“Globalization: Texts • Performances • Practices”
April 24-26, 2014 at Saint Louis University Madrid
Call for Papers
In the provocative book Vermeers’ Hat, historian Timothy Brooks teases out the signs of nascent globalization in Johannes Vermeer’s seventeenth century paintings of Delft, Holland. These signs include the eponymous hats from “New World” pelts, textiles from Turkey, ceramics from China that were already established features of the Dutch quotidian and within the frame of the paintings. In other words, globalization predates Bretton Woods, the 1989 Revolutions, and the rise of Facebook!

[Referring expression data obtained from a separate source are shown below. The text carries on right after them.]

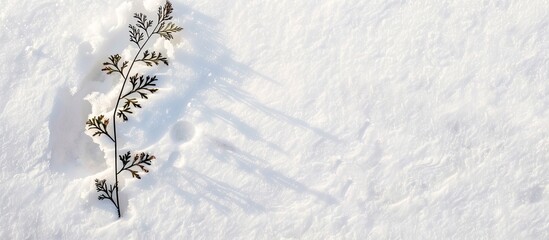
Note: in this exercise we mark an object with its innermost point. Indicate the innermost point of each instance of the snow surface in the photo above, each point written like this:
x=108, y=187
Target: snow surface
x=334, y=119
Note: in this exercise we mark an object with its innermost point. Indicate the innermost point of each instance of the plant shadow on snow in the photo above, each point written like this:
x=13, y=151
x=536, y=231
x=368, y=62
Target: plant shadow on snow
x=215, y=70
x=195, y=187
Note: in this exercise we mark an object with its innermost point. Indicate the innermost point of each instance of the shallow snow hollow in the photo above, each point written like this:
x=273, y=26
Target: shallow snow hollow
x=282, y=120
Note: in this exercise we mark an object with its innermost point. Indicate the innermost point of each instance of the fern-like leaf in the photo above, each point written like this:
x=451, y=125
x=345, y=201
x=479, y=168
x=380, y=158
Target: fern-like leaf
x=140, y=160
x=136, y=36
x=165, y=12
x=106, y=191
x=166, y=30
x=142, y=22
x=99, y=125
x=153, y=58
x=113, y=65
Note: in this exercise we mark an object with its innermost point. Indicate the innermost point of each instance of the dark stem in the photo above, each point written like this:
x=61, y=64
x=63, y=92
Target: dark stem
x=114, y=116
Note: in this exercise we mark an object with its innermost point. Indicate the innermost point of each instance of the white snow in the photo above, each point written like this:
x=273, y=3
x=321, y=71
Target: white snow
x=383, y=119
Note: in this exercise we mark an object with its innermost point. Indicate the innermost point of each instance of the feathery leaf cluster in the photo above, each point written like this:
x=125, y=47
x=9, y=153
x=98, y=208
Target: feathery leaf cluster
x=141, y=86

Almost four centuries later, the depth and breadth of what we now regularly reference as globalization is still expanding. At the same time, in most moments, we as subjects are situated in palpable, immediate, super-organic localities. This and other paradoxes demonstrate that, however much “globalization” has become a widely circulated buzzword, we are still probing what it means for subjects in everyday terms.
Across three days, participants from all over the globe will reflect on the many registers in which the “structuring structures” of globalization play out as the conference assays to unpack “what’s going on.” While the event will be hosted by a Communication department, the organizers welcome cross-disciplinary effort.

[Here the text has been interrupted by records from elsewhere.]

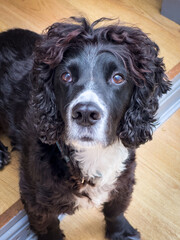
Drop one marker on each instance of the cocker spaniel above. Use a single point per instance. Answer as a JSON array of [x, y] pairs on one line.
[[76, 102]]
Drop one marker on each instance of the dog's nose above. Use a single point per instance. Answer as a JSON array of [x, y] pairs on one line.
[[86, 114]]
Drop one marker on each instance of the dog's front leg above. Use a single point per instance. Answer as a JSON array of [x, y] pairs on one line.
[[46, 227], [117, 227]]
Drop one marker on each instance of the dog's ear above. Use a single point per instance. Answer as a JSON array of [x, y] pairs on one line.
[[147, 71], [48, 54]]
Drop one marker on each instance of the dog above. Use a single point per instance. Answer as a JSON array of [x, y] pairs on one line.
[[76, 102]]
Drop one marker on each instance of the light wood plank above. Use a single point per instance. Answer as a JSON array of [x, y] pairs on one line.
[[155, 207]]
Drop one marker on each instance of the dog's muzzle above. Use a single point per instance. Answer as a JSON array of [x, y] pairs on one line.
[[86, 114]]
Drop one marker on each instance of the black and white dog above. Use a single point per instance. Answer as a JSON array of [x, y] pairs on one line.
[[77, 101]]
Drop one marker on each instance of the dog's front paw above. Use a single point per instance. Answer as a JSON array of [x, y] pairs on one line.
[[123, 236], [4, 156]]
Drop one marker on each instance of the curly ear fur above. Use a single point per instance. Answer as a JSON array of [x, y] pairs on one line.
[[148, 72], [140, 56]]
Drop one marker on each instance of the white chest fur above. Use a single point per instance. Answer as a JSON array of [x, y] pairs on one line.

Some specific areas of interest to the Organizing Committee include:
Globalization, on Screens Everywhere
—Media, Technology, and Society
—The Practice of International Journalism
—New Media: New Subjects?
—Film & Television as International Couriers
—International Political Economy of Media Critical Intercultural Communication:
—Globalization and Subjectivity
—Culture, Identity & Mobility
—Tourism in Practice
—Glocalization and Cultural Heterogeneity
—Fluidity and Hybridity
—Post-Colonial & Diaspora Studies
—New Cartographies Global Organizations
—The Confrontation with Neoliberalism
—Human Rights & NGOs
—Modes of Protest
To be considered as a presenter, please email the following by 4 January 2014:
(1) Your name and title
(2) Institutional affiliation
(3) A title and abstract of your work (200-400 words)
(4) four “key words”
The conference’s designated language will be English in all its variants.
Additionally, we are delighted to announce two keynote addresses for the conference:
Radha S. Hegde, New York University: “Migrant Bodies and the Politics of Recognition.”
Natalie Fenton, Goldsmiths/University of London: “Mediated Public Spheres: The Problem of Politics and Dream of Democracy.”